Seja qual for o entendimento dessa Comissão - se houve ou não crime de responsabilidade -, é o plenário da Câmara, formado por 513 deputados, que decide se o chefe do Executivo deve ser julgado ou se o processo deve ser arquivado. Se 342 parlamentares votarem sim, isto é, pelo procedimento da acusação, o presidente é afastado do cargo e o processo segue para o Senado. Essa Casa passa a atuar como um tribunal do júri, em rito sob comando do presidente do Supremo Tribunal Federal. São necessários os votos de 54 senadores para um presidente da República ter o mandato cassado.

Veja infográfico sobre o processo de impeachment 

4) Lei do impeachment

O impeachment é previsto pela Lei 1.079, de 1950, norma que foi acolhida pela Constituição de 1988. O termo, porém, não consta em nenhum dos artigos da Carta Magna: os constituintes falam em "impedimento" do presidente em alguns artigos. Os crimes de responsabilidade, que justificariam o processo contra um presidente, são descritos no artigo 85, e o artigo 86 descreve responsabilidades e prazos para o julgamento. 

5) O que significa impeachment?

A palavra em inglês deriva do verbo to impeach, que pode ser traduzido como imputar um crime a alguém ou levantar suspeição sobre a credibilidade de uma testemunha, por exemplo. Por isso, alguns linguistas acham inadequado tentar traduzir o termo como "impedimento", em especial ao se referir a um processo que ainda está em curso.

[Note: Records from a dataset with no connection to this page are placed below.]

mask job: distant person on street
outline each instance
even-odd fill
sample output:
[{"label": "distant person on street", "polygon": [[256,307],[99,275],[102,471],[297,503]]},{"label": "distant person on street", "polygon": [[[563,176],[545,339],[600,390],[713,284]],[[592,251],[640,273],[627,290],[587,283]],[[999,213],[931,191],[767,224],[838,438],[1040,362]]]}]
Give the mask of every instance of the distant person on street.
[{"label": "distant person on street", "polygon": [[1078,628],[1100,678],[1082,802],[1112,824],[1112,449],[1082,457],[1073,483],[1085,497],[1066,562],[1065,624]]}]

6) Impitimam ou impeachment?

Bom, a essa altura você já sabe como escrever impeachment, certo? Mas se ainda restar dúvida, a internet traz "dicas" para ninguém se esquecer da grafia correta - e se divertir com a confusão que a palavra provoca.

 

 

7) Impeachment leva a novas eleições?

Se o alvo do impeachment for o titular do cargo (presidente, governador e prefeito), quem assume o posto é o vice eleito na mesma chapa. A partir do momento que o vice se tornar presidente (ou governador ou prefeito), ele também se torna passível de enfrentar um processo caso cometa algum crime de responsabilidade no exercício do cargo. A Constituição prevê novas eleições apenas se presidente e vice forem impedidos de permanecerem em seus respectivos cargos na primeira metade do mandato, ou seja, em até dois anos depois de serem empossados. Hoje, isso só ocorreria se o Tribunal Superior Eleitoral (TSE) cassasse a chapa formada por Dilma e Michel Temer (PMDB) até o fim de 2016, em ação que tramita nessa corte.